On another note, if Bush were to say, “my fellow Americans, it’s about time we start giving whites priority because the non whites have had thier turn. I plan to put this into action immediately, switching off every 20 years.” This would be ok with you? Somehow I doubt it. Wouldn’t the better solution be to make everyone equal? I mean, that’s what all the fuss is about, “making everyone equal”, but that is not what is exactly meant. What’s meant is, “give me special stuff because I am blah blah blah.”
“According to Undergraduate Admissions, 14.1 percent of the matriculates in the class of 2004 had families with some kind of Yale affiliation. This pool constituted a larger percentage of the class than any single ethnic or racial minority group, radically differing from the demographic make-up of the country at large.”
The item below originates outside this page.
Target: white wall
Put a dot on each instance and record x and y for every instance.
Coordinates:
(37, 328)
“those whose parents were affiliated with Yale College or one of the graduate schools were admitted to the class of 2004 at a rate of 29.8 percent. Over the past 10 years, the admittance rate for those whose families were Yale-affiliated varied to well above 30 percent. In contrast, Yale’s combined acceptance rate for all students last year was a mere 16.2 percent—and this was unusually high.”
I did think Joe C got a nice zing when he quoted an ad from a conservative group in a Dartmouth paper: it demanded and end to “goals or quotas for any special group or category of applicants. Equal opportunity must be the guiding policy…based solely on individual performance.”
Then, later in the ad: “Alumni sons and daughters should receive some special consideration.”
Extracurricular activities and work experience aren’t arbitrary.
Personal references and interviews aren’t arbitrary.
However, taking one test on one day and thinking that I can summarize someone’s intellectual abilities and chances for academic success with a single number is profoundly arbitrary.
First of all, you haven’t shown that the legacy candidates at Yale were admitted chiefly because they were legacies. But that’s really neither here nor there, becaues Yale is a PRIVATE school. We’re talking about state schools here, in particular U of M.
I don’t care what Yale does with it’s money. I do care what a state school does with MY money.
There’s no such thing as “reverse discrimination”. There’s only discrimination.
The fact that we seem to think descrimination is naturally only something whites do, and anything directed against whites is ‘reverse discrimination’ is sad.
Aside from the grades part all of the other things here are totaly arbitrary and subjective. What does working or doing extra curricular activities have to do with whether or not they can do calculus or understand what is going on in a biology lab? Does someone who got a part time job durring H.S.or someone who was on the football team deserve more consideration that a person with a higher GPA that did neither?Personal refrences ,essays and interviews are even more subjective.Telling a college interviewer what they want to hear and having letters from past teachers to back up the lies isnt any kind of conclusive proof that they will do well as a chemistry major. I will conceed that a single test isnt the best measure of a persons potental , it does level the field. If the only thing that counted was the test score and the test was the same for everyone, then everyone would have an equal chance to study for and do well on the test. That to mee seems like a much better system than handing out points because of who your parents were or what color you are.